We attach our fork of the Depthcharge package as a submodule. Therefore, this repository needs to be recursively cloned:
git clone --recursive git@github.com:statisticalbiotechnology/pairwise.git
cd pairwise
-
Create environment:
conda env create -f environment.ymlconda activate pairwise_env -
Install local Depthcharge
conda activate pairwise_envcd depthchargepython -m pip install .

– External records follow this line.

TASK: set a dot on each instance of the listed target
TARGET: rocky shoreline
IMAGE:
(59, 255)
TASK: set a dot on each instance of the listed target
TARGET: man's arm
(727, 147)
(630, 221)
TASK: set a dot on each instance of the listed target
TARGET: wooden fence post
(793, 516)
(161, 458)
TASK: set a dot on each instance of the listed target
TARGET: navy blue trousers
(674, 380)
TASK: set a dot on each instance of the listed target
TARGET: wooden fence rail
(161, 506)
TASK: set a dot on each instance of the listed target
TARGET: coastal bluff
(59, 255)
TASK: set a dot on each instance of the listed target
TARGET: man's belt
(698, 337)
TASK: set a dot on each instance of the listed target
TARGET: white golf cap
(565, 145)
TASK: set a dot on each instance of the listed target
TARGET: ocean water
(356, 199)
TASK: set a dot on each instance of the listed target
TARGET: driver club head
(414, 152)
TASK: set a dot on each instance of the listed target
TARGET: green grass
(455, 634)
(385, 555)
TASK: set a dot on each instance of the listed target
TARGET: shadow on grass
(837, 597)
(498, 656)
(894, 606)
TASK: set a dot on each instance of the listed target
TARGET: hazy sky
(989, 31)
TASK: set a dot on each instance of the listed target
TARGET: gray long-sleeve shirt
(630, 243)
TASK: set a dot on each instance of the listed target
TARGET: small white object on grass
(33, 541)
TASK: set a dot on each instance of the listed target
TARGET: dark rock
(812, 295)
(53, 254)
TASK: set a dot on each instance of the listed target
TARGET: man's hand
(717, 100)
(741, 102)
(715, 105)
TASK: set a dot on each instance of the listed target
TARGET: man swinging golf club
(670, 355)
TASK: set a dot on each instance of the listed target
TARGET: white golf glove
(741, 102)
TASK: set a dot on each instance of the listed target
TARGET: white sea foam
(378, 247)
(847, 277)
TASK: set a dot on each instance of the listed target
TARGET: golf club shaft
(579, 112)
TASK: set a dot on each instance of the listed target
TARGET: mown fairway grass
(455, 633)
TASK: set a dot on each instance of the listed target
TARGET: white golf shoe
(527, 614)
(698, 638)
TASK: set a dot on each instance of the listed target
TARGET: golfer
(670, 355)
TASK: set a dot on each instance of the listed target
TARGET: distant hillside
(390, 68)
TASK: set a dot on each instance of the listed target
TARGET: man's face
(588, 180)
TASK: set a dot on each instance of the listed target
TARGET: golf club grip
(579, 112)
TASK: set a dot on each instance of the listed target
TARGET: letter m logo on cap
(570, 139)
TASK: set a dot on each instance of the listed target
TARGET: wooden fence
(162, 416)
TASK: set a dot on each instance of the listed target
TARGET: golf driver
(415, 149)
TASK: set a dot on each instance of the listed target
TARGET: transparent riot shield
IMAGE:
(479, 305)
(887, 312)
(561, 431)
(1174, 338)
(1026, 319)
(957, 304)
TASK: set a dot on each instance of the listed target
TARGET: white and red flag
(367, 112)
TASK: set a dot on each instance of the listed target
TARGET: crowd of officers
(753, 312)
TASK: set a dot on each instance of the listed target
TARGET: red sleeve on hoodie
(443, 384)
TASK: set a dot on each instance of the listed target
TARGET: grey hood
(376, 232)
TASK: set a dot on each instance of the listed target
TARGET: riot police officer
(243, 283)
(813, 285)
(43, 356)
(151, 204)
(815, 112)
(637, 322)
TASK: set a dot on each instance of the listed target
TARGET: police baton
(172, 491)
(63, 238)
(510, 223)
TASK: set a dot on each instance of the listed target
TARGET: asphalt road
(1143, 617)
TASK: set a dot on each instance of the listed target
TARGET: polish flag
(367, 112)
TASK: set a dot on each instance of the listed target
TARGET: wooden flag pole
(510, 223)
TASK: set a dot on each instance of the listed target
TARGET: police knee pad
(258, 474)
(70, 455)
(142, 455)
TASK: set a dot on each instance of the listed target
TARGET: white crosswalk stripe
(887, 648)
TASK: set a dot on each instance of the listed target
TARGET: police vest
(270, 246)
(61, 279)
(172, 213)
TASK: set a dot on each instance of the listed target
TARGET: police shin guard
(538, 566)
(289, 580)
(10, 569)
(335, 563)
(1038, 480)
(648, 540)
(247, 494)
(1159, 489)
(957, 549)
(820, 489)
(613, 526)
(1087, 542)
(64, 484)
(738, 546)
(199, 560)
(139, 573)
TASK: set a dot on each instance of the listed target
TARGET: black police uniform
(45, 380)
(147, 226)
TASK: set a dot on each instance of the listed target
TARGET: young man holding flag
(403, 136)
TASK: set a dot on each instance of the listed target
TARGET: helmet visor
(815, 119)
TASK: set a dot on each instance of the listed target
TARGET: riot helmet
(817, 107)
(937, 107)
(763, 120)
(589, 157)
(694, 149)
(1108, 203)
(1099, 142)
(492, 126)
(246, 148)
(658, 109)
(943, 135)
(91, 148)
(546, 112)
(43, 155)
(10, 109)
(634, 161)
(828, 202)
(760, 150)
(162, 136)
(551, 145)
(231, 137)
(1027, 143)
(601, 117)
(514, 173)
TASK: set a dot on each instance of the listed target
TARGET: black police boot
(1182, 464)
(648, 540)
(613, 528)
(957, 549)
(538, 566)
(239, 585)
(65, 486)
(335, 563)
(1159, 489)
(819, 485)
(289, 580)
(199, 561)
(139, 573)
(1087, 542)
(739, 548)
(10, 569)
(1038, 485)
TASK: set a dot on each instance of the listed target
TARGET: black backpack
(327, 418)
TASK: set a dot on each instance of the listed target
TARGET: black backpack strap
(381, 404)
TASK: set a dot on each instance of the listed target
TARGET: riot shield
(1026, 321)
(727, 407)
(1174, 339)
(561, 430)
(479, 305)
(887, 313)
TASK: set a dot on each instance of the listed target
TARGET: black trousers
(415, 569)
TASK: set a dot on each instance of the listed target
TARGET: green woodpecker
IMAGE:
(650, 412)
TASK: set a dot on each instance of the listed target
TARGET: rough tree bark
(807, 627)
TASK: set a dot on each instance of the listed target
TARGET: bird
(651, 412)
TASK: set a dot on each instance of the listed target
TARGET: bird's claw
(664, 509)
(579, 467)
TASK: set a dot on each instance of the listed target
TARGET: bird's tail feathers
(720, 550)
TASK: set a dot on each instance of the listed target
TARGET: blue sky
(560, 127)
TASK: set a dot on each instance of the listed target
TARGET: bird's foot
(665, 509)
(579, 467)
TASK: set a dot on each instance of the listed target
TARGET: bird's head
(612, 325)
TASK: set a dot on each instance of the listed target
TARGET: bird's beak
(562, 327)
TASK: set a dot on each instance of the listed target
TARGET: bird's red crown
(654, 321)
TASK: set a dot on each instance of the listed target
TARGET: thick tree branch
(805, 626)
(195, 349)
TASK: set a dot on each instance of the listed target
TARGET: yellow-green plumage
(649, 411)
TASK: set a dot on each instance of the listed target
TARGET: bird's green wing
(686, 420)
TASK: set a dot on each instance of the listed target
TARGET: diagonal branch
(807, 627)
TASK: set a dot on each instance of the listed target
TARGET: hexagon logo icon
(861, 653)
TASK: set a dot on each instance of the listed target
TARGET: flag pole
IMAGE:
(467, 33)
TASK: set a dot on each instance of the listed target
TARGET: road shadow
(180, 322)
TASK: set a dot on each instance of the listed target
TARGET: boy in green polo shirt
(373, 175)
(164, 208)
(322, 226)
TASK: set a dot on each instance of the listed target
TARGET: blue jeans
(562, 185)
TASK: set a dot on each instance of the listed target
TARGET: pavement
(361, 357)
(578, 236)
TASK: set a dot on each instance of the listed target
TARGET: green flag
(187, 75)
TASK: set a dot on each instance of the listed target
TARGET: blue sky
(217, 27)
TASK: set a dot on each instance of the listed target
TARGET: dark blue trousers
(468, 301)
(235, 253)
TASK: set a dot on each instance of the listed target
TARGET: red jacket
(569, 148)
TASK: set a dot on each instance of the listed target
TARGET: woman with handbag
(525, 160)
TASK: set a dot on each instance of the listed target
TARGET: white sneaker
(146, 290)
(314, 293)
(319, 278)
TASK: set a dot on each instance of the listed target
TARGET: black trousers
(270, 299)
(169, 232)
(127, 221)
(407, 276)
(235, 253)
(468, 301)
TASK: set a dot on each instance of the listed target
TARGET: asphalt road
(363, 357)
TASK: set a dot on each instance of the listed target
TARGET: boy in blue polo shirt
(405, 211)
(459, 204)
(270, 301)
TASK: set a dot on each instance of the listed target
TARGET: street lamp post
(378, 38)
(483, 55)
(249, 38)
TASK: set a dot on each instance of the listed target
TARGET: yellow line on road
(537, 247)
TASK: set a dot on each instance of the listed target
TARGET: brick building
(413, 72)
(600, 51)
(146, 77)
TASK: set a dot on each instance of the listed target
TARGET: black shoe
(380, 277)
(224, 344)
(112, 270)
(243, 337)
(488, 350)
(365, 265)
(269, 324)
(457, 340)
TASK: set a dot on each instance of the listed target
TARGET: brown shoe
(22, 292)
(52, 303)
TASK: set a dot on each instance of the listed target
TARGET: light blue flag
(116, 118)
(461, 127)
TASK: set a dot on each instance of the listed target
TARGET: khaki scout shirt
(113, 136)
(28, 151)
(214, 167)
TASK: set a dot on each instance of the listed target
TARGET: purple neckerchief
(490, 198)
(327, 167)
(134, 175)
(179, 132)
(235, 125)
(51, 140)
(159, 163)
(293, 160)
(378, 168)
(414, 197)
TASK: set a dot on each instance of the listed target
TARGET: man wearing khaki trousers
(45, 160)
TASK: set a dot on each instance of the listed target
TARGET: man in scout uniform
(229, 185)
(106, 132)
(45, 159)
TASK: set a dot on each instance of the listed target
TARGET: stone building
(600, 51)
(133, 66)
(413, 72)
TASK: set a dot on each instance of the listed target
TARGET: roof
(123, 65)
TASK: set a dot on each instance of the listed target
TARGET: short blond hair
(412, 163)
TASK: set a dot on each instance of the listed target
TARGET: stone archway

We utilize Pytorch Lightning. We define the models in src/models/, and wrap them with Lightning modules that contain the training code. The training wrappers are found in src/pl_wrappers.py.
A number of callbacks such as for annealing the LR and temperature are found in src/pl_callbacks.py. They can be toggeled by providing the corresponding argument, i.e. --anneal_lr=True.
We use WandB for detailed logging.
Either sign in to your account
wandb login
and set the arguments
python src/main.py --config=<your-config> --wandb_project=<your-project> --wandb_entity=<your-entity>
or run the main script src/main.py directly and select:
- option "(1) Private W&B dashboard, no account required" (requires internet connection) or
- option "(4) Don’t visualize my results" (offline)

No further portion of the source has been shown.